The new movie, Steve
Jobs, contains scenes describing events that didn’t happen, such as a
meeting Jobs had with John Sculley, the man who fired him from Apple. This imagined
encounter occurs years after the firing, and allows Jobs, who has now made it
big with his new company, to achieve what every audience insists on: closure.
The film’s writer, Aaron Sorkin, defends this and other purely
imagined scenes by saying the movie is “a
painting instead of a photograph.”
Unapologetic tinkering with history is something of a recent
trend in film. For example, Selma director
Ava Duvernay and Zero Dark Thirty director
Kathryn Bigelow recast the past in order to create more emotionally satisfying
cinema.
The folks in Hollywood know what they’re doing. The fact
that Jobs never got to personally thumb his nose at Sculley is frustrating, a
circle left unclosed. Audiences hate that.

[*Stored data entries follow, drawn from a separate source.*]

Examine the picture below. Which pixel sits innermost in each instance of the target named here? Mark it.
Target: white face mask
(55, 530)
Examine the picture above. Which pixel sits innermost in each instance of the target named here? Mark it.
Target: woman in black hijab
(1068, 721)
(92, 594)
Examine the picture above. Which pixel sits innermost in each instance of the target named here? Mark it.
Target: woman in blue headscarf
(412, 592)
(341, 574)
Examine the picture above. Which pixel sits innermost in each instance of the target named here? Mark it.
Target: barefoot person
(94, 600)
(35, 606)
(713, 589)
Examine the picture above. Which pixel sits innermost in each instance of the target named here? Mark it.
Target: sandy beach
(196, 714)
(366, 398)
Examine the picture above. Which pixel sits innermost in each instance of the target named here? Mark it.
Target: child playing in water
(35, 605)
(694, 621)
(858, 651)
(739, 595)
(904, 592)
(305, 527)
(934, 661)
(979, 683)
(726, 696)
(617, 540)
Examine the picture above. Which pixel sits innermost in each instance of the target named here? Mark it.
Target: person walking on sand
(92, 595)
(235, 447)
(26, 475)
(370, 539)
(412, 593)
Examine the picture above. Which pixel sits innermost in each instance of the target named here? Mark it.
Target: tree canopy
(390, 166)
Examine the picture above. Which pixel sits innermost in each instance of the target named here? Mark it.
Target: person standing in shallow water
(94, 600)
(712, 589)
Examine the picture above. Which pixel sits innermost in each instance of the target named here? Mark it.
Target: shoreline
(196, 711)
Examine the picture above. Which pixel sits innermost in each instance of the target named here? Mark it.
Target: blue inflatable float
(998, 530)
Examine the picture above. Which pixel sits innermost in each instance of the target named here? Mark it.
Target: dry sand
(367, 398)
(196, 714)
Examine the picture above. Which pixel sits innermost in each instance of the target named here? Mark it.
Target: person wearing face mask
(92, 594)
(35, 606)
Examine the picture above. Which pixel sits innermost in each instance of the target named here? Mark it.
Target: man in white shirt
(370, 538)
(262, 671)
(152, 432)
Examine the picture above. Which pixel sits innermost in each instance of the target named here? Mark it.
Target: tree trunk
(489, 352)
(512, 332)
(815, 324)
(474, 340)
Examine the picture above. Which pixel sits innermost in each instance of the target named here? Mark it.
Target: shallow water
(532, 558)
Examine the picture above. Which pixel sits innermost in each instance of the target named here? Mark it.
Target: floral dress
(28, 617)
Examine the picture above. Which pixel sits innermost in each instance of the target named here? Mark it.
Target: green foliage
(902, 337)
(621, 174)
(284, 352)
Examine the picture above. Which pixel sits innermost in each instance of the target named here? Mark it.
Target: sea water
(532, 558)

By inventing a meeting, Sorkin certainly makes a better
story. And he asserts it’s actually a good thing if a film about the past isn’t
accurate.
This is
the difference between...journalism and art," Sorkin said.
Journalists "have an obligation to be objective. I have an obligation to
be subjective. There are stories there that should be written about.
In passing, I’ll observe that one event Mr. Sorkin will want
to creatively reimagine is how Jobs would have reacted to his film.